You may find that waiting patiently for Jesus’ return even harder than waiting for Christmas. We long for the time when all will be restored and made new. We know the pain and suffering of today and wait in eager HOPE for the future. That is where our HOPE lies: that the baby who was born in a stable in Bethlehem will return again and complete the work of God in our world.
And so we wait, placing our hope in Him for the past, the present, and the future. The apostle Paul explained, “For in this hope we were saved. But hope that is seen is no hope at all. Who hopes for what they already have? But if we hope for what we do not yet have, we wait for it patiently” (Romans 8:24–25).
It’s hard to be patient. It’s hard to wait. But I encourage you to lean in to this gift of hope today. No matter what the department stores or advertisers try to tell you, Christmas has not yet arrived. This is Advent—a season of preparation, waiting, expectation.

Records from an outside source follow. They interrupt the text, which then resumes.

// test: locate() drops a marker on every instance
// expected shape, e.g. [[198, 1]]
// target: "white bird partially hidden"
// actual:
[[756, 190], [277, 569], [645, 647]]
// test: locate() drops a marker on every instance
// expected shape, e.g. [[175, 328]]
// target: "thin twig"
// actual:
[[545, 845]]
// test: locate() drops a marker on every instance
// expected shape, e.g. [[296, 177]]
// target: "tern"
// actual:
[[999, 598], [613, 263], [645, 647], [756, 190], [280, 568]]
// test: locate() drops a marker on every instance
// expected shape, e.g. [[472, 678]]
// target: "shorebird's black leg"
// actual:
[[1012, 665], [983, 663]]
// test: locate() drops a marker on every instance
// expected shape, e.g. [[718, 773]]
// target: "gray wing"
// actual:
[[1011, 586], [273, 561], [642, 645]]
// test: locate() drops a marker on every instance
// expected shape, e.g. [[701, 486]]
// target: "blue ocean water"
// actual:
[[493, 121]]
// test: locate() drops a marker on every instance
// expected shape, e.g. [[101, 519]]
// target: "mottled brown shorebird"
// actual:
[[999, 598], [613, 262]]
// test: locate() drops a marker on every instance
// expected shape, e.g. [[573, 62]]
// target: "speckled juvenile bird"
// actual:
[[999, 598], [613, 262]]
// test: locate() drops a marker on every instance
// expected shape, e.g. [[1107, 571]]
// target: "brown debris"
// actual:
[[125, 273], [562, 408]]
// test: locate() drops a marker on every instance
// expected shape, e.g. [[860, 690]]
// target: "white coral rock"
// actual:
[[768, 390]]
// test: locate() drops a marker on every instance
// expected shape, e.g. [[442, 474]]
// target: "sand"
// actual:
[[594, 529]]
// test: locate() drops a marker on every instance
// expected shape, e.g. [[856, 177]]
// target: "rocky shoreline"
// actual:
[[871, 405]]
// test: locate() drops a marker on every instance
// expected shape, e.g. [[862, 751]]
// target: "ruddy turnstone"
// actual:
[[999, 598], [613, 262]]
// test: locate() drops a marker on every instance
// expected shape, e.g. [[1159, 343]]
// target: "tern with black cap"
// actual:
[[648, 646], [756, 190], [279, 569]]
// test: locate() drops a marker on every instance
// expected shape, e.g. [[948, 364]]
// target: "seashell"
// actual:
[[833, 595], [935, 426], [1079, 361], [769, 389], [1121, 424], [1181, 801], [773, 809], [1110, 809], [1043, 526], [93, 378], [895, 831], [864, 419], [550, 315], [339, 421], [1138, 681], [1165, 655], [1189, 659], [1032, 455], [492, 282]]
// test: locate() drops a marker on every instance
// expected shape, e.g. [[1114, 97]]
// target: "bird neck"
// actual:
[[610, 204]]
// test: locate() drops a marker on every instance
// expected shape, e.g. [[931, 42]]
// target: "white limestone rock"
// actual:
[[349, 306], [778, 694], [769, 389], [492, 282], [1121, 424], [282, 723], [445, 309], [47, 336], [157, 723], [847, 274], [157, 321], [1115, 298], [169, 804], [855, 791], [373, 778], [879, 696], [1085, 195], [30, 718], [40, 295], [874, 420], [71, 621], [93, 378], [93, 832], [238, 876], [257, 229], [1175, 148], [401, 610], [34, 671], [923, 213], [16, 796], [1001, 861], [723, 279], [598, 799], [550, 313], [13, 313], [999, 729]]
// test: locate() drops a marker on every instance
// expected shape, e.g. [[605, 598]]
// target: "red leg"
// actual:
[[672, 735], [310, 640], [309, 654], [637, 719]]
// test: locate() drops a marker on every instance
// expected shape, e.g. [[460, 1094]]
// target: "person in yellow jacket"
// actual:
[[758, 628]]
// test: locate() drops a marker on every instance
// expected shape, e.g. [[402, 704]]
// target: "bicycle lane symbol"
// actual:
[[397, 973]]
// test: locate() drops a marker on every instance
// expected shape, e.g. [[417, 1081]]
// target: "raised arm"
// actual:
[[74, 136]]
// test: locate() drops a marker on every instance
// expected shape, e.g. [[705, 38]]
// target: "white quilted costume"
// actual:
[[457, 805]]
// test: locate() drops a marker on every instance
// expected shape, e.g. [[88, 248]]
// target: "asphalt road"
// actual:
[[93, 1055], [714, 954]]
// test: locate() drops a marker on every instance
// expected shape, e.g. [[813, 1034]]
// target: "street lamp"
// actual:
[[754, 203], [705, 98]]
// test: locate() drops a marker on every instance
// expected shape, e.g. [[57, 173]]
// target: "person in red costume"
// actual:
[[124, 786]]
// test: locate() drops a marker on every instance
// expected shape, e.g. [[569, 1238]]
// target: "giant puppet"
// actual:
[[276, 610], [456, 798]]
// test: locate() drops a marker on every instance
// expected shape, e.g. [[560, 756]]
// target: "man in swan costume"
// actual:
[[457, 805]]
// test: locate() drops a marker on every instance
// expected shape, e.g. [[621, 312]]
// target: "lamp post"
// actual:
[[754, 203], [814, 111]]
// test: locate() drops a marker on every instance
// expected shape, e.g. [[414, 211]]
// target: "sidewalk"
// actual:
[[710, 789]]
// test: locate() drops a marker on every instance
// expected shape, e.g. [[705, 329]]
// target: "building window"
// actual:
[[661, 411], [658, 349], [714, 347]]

There is value as well as excitement in patient and expectant waiting. May this be a season of wonder as you realize the gifts Jesus offers to you this Christmas: hope, love, joy, and peace.
Prayer: Almighty God, thank You for this Advent season and Your gift of hope. Help us to remember hope past, hold tightly to hope in our present realities, and wait with expectation for hope to be fulfilled when Christ comes again. In Jesus name. Amen.
And now, may the God of hope fill you with all joy and peace as you trust in him, so that you may overflow with hope by the power of the Holy Spirit.” (Romans 15:13)
In the name of the Father and of the Son and of the Holy Spirit. Amen.